Expos 20, a semester of intensive writing, is the required portion of the Expos program. The 15 students in each section write four essays in a workshop setting, reading and commenting on each other's papers.
Expos 10, which is taught only in the fall semester, is a more basic course for students whom the Expos staff feels would benefit from additional instruction. Students place into Expos 10 on the basis of the Freshman Writing Test, given during orientation week, but they have the option of declining to take the course.
Those students who pass Expos 20 and want more practice in analytic writing can take Expos 52.
Currently, Expos employs about 40 preceptors, teachers with a rank below that of junior Faculty, who are mainly professional writers and academics.
Standardization
Because each Expos class appears to have different standards for assignment difficulty and grading, students often wonder if the Expos program issues overarching guidelines to preceptors.
Despite what students may believe about discrepancies between sections, preceptors say the program's administration provides teachers with a high degree of supervision.

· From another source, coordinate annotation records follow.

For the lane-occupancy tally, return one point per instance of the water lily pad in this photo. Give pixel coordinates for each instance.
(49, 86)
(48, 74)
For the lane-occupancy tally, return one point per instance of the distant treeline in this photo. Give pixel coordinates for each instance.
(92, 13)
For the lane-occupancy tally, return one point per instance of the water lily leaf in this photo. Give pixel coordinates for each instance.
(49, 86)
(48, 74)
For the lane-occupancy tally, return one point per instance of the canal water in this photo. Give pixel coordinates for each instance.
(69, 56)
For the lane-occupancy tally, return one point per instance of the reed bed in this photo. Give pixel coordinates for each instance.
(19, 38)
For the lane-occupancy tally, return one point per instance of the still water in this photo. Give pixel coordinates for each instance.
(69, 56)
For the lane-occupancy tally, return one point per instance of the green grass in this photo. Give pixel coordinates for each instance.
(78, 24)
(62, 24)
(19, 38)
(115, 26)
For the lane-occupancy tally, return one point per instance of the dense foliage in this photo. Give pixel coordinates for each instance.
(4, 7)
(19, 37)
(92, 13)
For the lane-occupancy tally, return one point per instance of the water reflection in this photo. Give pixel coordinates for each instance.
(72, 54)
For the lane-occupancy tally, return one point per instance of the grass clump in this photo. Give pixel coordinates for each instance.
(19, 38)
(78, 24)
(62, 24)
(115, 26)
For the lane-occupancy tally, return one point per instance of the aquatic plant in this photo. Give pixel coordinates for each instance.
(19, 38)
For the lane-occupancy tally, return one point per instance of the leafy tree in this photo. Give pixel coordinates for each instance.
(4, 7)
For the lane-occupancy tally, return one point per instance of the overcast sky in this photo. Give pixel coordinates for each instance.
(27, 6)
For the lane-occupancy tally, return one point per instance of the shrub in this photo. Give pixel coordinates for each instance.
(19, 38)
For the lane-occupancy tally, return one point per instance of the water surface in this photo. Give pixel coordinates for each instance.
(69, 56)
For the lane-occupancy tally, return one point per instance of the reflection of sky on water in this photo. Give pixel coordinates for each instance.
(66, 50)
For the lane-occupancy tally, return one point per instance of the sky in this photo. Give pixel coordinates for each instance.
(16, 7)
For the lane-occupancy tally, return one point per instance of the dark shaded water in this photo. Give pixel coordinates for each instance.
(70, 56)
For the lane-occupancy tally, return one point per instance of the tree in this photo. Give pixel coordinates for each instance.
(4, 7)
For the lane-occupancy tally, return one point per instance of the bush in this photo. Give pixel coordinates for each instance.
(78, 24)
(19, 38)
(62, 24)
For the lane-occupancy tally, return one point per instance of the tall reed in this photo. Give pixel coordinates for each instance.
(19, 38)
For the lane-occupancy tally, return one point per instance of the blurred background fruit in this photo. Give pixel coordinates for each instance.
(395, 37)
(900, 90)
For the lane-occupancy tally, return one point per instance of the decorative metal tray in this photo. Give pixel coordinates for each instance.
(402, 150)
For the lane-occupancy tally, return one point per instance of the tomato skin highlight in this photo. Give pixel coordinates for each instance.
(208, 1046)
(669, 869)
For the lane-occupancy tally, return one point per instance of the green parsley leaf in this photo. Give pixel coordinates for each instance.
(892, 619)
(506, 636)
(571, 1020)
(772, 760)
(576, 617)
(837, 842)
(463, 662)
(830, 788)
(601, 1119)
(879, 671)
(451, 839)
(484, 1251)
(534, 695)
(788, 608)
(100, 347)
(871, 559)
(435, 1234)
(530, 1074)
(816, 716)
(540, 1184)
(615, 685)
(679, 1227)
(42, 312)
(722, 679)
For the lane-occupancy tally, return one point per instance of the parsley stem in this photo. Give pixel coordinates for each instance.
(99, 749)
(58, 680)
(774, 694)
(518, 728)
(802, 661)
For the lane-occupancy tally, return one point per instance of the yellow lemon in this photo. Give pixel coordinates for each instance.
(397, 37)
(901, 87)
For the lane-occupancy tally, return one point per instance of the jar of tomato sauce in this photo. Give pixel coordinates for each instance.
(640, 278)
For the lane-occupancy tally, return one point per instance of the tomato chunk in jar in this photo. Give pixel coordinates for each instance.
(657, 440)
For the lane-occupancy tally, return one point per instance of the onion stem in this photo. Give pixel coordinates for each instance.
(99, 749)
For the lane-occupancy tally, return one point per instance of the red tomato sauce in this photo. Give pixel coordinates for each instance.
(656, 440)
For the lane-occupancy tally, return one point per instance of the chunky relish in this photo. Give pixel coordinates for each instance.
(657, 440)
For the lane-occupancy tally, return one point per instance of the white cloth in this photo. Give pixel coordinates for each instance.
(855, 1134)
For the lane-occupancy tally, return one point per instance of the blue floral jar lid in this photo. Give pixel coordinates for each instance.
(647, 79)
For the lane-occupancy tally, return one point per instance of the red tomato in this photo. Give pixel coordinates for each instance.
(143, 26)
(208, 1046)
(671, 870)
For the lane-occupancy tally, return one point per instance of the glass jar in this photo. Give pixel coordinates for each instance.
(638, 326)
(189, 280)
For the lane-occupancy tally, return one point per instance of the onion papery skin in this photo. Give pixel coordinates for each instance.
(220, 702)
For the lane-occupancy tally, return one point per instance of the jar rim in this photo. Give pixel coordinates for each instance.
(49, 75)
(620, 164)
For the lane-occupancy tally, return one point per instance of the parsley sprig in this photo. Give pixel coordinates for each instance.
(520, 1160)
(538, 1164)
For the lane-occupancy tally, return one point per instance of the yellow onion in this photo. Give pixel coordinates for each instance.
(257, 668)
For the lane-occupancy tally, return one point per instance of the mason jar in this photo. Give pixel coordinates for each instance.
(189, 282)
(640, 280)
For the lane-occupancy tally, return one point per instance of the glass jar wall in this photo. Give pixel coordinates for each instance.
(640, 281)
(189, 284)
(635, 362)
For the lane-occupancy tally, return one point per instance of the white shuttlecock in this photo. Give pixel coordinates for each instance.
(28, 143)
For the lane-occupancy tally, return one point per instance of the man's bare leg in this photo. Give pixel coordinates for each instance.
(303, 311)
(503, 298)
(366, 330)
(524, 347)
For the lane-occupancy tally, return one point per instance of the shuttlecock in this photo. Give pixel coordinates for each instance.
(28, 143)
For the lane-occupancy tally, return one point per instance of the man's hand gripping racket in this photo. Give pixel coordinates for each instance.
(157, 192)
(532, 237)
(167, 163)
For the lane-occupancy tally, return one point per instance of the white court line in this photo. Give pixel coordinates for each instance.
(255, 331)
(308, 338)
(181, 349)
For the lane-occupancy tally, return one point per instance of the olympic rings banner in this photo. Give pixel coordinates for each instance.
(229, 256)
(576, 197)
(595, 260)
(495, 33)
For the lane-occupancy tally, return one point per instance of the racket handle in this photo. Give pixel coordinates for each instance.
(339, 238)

"We get a lot of guidance and a lot of freedom," Fernald says. "All the courses have the same goal and the same amount of work."
Fernald and other preceptors say that the program's leaders use departmental meetings and discussions to make certain that all the classes are learning roughly the same lessons.

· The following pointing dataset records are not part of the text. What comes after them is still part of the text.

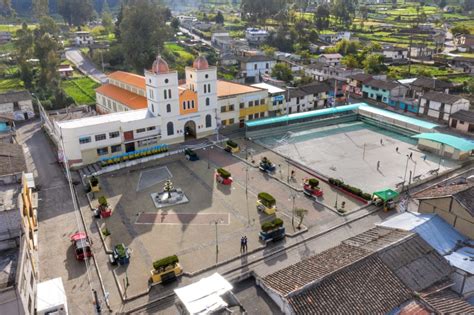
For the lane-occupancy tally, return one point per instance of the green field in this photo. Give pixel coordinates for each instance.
(82, 90)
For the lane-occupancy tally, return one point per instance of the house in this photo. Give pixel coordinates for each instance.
(462, 120)
(453, 246)
(454, 203)
(256, 36)
(382, 91)
(355, 82)
(276, 99)
(19, 104)
(330, 59)
(420, 51)
(321, 72)
(465, 64)
(252, 67)
(393, 54)
(83, 38)
(375, 272)
(307, 97)
(221, 40)
(445, 145)
(5, 37)
(19, 270)
(65, 71)
(441, 105)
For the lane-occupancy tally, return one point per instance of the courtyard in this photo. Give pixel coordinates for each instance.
(351, 151)
(206, 230)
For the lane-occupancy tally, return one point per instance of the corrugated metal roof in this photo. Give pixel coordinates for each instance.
(453, 141)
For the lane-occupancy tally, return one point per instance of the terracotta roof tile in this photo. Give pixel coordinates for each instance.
(131, 100)
(129, 78)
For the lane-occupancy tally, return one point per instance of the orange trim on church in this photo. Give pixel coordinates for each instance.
(187, 102)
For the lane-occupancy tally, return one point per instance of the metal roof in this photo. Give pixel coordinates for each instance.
(453, 141)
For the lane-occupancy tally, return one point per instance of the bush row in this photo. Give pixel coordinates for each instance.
(353, 190)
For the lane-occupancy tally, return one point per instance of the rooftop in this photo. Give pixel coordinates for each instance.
(129, 78)
(15, 96)
(12, 159)
(227, 88)
(464, 115)
(453, 141)
(271, 88)
(441, 97)
(126, 116)
(131, 100)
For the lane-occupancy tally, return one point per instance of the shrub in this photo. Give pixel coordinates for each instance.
(164, 262)
(232, 144)
(313, 182)
(224, 173)
(274, 224)
(267, 198)
(94, 181)
(103, 201)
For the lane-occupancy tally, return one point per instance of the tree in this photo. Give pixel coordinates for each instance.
(321, 17)
(143, 31)
(350, 62)
(373, 63)
(40, 8)
(75, 12)
(219, 19)
(282, 71)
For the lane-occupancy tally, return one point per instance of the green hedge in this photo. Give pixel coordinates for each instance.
(167, 261)
(224, 173)
(274, 224)
(266, 197)
(232, 144)
(353, 190)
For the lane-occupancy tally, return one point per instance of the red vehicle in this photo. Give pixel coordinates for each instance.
(82, 247)
(223, 177)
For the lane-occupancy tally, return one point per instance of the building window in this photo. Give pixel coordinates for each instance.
(83, 140)
(103, 151)
(100, 137)
(116, 148)
(170, 128)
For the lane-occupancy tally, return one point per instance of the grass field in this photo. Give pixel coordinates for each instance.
(82, 90)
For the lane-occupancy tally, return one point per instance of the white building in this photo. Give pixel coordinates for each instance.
(307, 97)
(441, 106)
(255, 35)
(83, 38)
(17, 104)
(255, 66)
(330, 59)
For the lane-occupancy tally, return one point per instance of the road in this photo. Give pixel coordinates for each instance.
(85, 65)
(57, 221)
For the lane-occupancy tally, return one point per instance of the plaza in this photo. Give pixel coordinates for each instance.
(351, 151)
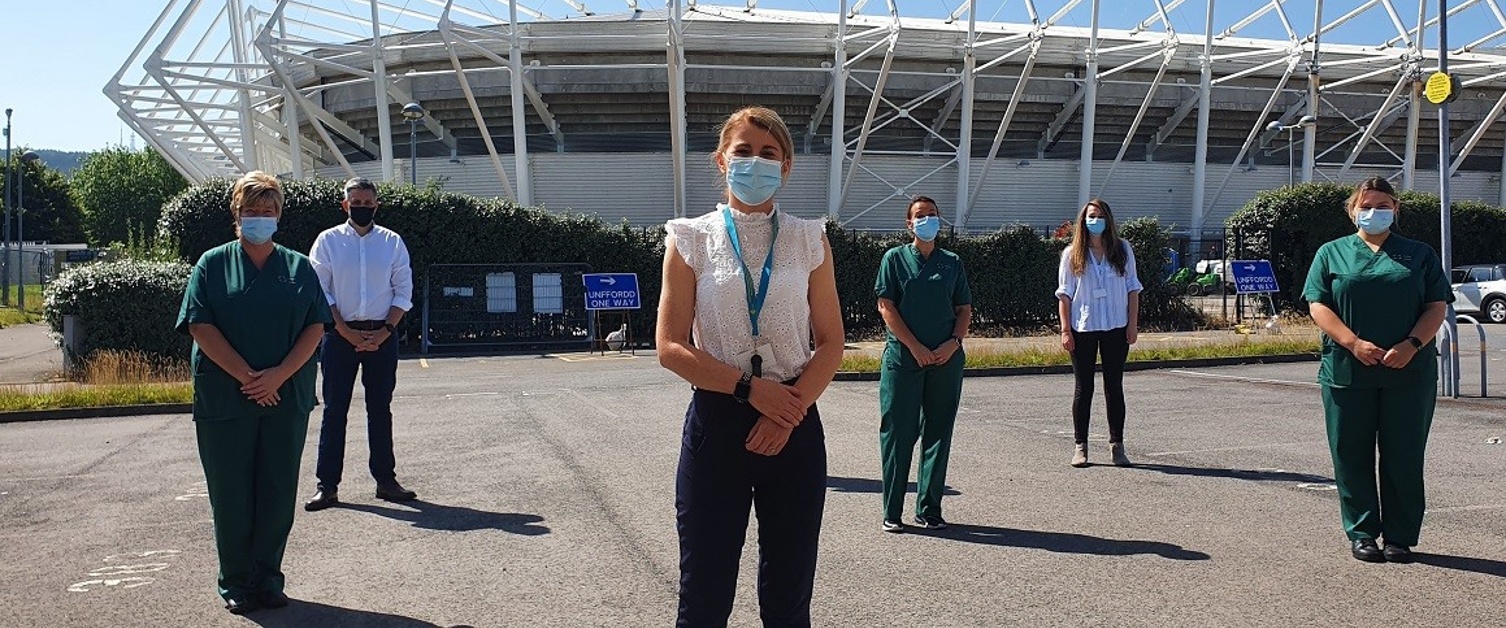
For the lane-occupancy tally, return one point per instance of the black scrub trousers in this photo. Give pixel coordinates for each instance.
(719, 479)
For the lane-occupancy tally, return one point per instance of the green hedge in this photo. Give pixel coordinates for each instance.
(1288, 225)
(1012, 270)
(122, 306)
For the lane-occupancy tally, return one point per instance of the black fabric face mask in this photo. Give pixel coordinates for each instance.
(363, 216)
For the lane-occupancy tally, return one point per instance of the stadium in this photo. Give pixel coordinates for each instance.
(612, 109)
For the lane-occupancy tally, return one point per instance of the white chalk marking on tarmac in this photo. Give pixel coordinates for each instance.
(1253, 380)
(585, 399)
(1488, 506)
(142, 554)
(128, 570)
(124, 583)
(1228, 449)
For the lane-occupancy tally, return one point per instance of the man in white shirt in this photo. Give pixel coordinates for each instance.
(363, 270)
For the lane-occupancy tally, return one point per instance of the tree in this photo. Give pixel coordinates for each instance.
(122, 192)
(51, 214)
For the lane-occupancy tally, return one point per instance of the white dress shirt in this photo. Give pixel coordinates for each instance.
(1100, 297)
(722, 324)
(363, 276)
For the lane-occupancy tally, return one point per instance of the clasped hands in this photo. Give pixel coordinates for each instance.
(362, 339)
(932, 357)
(261, 386)
(1371, 354)
(780, 411)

"We have a lot of freedom in how we distribute work, in what we read, in how we teach a lesson, in how to write an introduction," Fernald says. "There's no set pattern for that and yet there is a lot of discussion within the program of ways to do it."
Pat Cain, the head of Expos 10 who also teaches an Expos 20 course called "Law and Society," says the Expos program has grading meetings for new preceptors at which the group analyzes anonymous student essays.
"The purpose is to standardize as much as possible the grading values," Cain says. "For one thing, different assignments in different classes will demand different standards. There will always be some degree of subjectivity."
Harvey says the program tries to maintain a balance between control and freedom for preceptors, monitoring teachers to make sure all students receive as similar an Expos experience as possible.
"We try as much as possible to respect the academic independence of our teachers," he says.
Each preceptor also receives "Teaching Expos: A Guide for Preceptors," by Harvey.